Retrato na parede mas como dói

Raimundo Carrero
Membro da Academia Pernambucana de Letras
raimundocarrero@gmail.com

Publicação: 31/08/2020 03:00

Era apenas um retrato na parede da Livro 7, mas como dói, conforme diz Drummond. No final dos anos 80, o nosso Tarcisio resolveu criar uma galeria de escritores pernambucanos nas paredes da livraria, numa tentativa de eternizar a literatura do nosso estado.

Não sei como era feita a seleção e a periodicidade mas os retratos foram aparecendo, na maioria das vezes sem discursos e sem festas. Até porque o dono da casa era avesso a solenidades. Tudo devia acontecer na dura sorte, com o homenageado tratando de se embriagar na primeira esquina...Quando se embriagava ou traçando apenas um chopp leve na Lan House, em meio a um caldinho de feijão.

Chega o dia do bem vestido, elegante e silencioso Amaro Quintas, que se declarou feliz quando viu o retrato na pilastra  principal do centro da livraria. No outro dia já não tinha o mesmo sorriso. Entrou num veio só e subiu aflito à sala do livreiro batendo na mesa. Tarcisio se espantou. “O que foi que houve, Amaro?” “Acabei de ser rebaixado aqui, meu amigo. Rebaixado?” “Que história é essa?” “Venha ver”. Tomou-o pelo braço. “Fui rebaixado porque tiraram meu retrato da pilastra e agora ele está aí, no meio dos livros”. “Amaro, o retrato foi tirado para limpar a parede”. Trocaram abraços e afagos. Às gargalhadas.

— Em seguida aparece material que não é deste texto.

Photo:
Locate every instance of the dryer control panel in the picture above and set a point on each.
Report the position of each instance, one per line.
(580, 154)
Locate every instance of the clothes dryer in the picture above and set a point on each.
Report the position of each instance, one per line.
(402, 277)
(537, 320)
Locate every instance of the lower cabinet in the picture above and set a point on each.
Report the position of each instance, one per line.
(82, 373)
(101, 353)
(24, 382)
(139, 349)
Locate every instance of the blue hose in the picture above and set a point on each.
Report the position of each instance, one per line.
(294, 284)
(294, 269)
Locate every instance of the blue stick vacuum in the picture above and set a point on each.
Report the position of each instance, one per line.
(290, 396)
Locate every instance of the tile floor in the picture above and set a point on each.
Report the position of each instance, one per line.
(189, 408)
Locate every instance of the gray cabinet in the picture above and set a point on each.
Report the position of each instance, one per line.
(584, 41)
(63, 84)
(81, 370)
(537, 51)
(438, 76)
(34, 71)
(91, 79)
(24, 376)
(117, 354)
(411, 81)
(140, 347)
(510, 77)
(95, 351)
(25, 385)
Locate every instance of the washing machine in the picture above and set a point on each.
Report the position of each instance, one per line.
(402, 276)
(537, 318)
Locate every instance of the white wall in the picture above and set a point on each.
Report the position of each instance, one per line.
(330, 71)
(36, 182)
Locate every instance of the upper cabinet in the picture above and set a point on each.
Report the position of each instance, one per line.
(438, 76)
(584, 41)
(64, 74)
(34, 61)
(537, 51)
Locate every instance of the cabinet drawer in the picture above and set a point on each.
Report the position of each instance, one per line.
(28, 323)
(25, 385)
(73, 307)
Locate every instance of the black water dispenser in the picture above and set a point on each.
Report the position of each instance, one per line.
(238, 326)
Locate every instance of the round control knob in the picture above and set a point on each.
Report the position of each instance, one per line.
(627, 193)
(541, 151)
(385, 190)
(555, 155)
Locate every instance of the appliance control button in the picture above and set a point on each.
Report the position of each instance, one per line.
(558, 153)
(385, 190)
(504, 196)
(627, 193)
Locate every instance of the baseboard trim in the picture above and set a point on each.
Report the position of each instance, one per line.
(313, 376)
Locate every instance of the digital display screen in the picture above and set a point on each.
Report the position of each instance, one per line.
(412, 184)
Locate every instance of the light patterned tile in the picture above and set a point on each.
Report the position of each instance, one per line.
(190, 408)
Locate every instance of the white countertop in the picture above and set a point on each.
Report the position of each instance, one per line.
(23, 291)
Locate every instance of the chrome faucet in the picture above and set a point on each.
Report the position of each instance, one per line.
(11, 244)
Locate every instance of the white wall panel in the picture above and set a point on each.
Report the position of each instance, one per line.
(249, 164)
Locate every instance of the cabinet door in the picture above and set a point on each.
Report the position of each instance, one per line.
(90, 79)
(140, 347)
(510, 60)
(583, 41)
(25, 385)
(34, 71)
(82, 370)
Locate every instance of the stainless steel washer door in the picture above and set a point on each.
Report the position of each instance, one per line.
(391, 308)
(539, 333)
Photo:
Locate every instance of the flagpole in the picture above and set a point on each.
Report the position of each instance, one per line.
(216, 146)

Gilberto Freyre, pela voz afetuosa de Madalena, pediu que mudassem o retrato, não gostava daquele. Gostava mesmo era de um retrato em que ele aparece, sorridente, com a mão no queixo e que documenta a Seleta da José Olympio.

De minha parte não teve nem choro nem vela. O retrato foi instalado junto ao meu amigo Gilvan Lemos. Estamos sempre juntos, embora os inimigos não queiram. Fui informado por carta porque estava nos Estados Unidos participando do International Writting Program, em Iowa.

Quando cheguei, fui correndo à livraria, sem escolha e sem pilastra. Apenas um retrato na parede, mas como dói, para repetir o verso do velho poeta mineiro mestre nas artes da saudade.

Que não é outro o motivo destas crônicas, com uma lágrima no canto do olho, enquanto seu lobo não vem.